The Vault
As part of the running of the Hôtel-Dieu, Malachie d’Inguimbert planned for four nuns to support the doctors, surgeons and pharmacists in giving care to patients. These sister nurses were afforded the right to be buried under the sanctuary of the Hôtel-Dieu Chapel.
In 1764, almost a dozen Augustinian nuns from Caromb, a town that neighbours Carpentras, settled at the Hôtel-Dieu. They lived in the convent set up in the northeastern quarter of the building, where they had individual bedrooms and shared facilities such as a refectory, meeting room, and prayer room which joined on to the chapel.
Twenty-three nuns were living there by the time all religious orders were disbanded in 1793 during the French Revolution. Ten nuns returned in 1818; their number had grown to 32 by the end of the 19th century.
During the First World War, soldiers who were injured on the front lines were cared for in Carpentras. Édouard Daladier, then Mayor of Carpentras, requested 16 nuns to carry out this work full time.

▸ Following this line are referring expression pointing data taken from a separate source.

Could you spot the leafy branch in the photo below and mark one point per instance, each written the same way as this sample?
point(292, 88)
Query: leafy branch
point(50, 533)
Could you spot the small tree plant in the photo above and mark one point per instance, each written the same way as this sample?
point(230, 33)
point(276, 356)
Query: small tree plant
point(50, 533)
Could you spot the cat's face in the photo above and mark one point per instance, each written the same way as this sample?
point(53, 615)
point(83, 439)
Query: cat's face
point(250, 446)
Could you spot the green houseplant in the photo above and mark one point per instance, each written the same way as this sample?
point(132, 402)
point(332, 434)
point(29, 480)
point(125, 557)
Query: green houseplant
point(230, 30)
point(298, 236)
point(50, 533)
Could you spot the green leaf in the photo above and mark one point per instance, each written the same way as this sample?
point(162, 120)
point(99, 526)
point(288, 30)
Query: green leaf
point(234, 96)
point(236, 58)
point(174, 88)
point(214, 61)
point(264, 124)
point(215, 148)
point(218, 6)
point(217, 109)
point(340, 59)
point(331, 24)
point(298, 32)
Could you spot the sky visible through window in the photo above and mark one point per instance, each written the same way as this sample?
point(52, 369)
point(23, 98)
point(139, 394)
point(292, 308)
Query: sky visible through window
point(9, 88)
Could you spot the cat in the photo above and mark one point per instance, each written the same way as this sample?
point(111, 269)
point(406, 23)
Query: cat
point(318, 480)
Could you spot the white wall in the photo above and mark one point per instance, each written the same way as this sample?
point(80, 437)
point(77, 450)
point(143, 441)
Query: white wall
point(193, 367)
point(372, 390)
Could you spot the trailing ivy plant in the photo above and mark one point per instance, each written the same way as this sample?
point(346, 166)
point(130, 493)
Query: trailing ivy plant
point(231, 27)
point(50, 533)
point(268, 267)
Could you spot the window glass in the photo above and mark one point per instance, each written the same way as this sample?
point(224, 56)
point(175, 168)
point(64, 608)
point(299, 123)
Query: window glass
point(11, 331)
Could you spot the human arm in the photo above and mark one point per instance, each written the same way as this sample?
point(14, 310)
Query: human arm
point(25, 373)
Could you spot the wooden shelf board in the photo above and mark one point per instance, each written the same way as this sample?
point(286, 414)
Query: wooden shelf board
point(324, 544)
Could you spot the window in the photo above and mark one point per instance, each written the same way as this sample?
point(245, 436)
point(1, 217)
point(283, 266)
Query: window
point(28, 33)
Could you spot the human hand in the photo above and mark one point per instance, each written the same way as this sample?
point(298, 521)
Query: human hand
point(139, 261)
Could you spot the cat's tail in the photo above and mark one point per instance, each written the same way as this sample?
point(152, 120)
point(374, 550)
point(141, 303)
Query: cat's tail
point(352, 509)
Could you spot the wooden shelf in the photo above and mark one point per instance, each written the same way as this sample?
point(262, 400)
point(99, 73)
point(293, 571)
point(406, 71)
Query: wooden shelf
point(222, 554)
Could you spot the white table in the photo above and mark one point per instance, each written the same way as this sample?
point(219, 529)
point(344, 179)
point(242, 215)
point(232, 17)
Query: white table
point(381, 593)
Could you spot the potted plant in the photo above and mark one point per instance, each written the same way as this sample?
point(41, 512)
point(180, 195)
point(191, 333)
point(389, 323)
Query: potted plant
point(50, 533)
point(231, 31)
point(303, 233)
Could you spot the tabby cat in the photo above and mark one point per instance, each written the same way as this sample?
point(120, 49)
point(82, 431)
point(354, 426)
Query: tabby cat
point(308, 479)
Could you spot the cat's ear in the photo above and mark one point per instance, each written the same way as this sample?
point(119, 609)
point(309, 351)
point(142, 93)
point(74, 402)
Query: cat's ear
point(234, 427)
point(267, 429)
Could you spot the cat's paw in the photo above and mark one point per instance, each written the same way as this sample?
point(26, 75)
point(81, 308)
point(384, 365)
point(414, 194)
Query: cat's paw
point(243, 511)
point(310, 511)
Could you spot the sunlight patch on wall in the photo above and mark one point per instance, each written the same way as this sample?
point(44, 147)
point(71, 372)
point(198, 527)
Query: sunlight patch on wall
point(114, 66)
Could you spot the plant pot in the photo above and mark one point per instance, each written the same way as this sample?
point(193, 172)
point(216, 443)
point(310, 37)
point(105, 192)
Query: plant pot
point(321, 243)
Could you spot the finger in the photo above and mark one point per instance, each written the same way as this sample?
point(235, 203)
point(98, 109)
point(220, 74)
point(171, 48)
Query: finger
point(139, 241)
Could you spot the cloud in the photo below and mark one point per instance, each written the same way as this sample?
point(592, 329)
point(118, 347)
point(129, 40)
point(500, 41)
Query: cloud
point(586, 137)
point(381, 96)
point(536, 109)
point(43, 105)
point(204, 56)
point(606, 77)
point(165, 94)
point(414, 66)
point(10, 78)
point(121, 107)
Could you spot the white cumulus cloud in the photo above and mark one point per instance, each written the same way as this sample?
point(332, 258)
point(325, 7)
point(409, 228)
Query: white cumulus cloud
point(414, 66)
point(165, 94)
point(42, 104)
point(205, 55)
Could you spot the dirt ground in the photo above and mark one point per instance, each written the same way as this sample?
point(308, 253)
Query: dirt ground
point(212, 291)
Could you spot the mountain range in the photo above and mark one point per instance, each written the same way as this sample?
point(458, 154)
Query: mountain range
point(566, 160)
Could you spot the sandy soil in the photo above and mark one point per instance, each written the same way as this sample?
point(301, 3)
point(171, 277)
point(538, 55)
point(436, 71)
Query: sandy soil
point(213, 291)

Four of them lost their lives to diseases contracted from infected soldiers: Louise Holette (Mother Marie-Joseph), Marie Meunier (Sister Marie-Meclhilde), Amélie Dumont (Sister Imelda) and Victoire Roupe (Sister Marie du Rosaire).
Eugénie Dubuisson (Sister Anne de Jésus) and the volunteer nurse Rose Cazimir were awarded official medals in 1919 for their dedicated work; this recognition was felt by the entire nursing community at the Hôtel-Dieu.
Only five Augustinian nuns remained when the community left the Hôtel-Dieu convent on 28 August 1976.
The number of nuns buried in this vault between 1764 and 1793 is unknown, but 129 are known to have chosen burial there since 1818.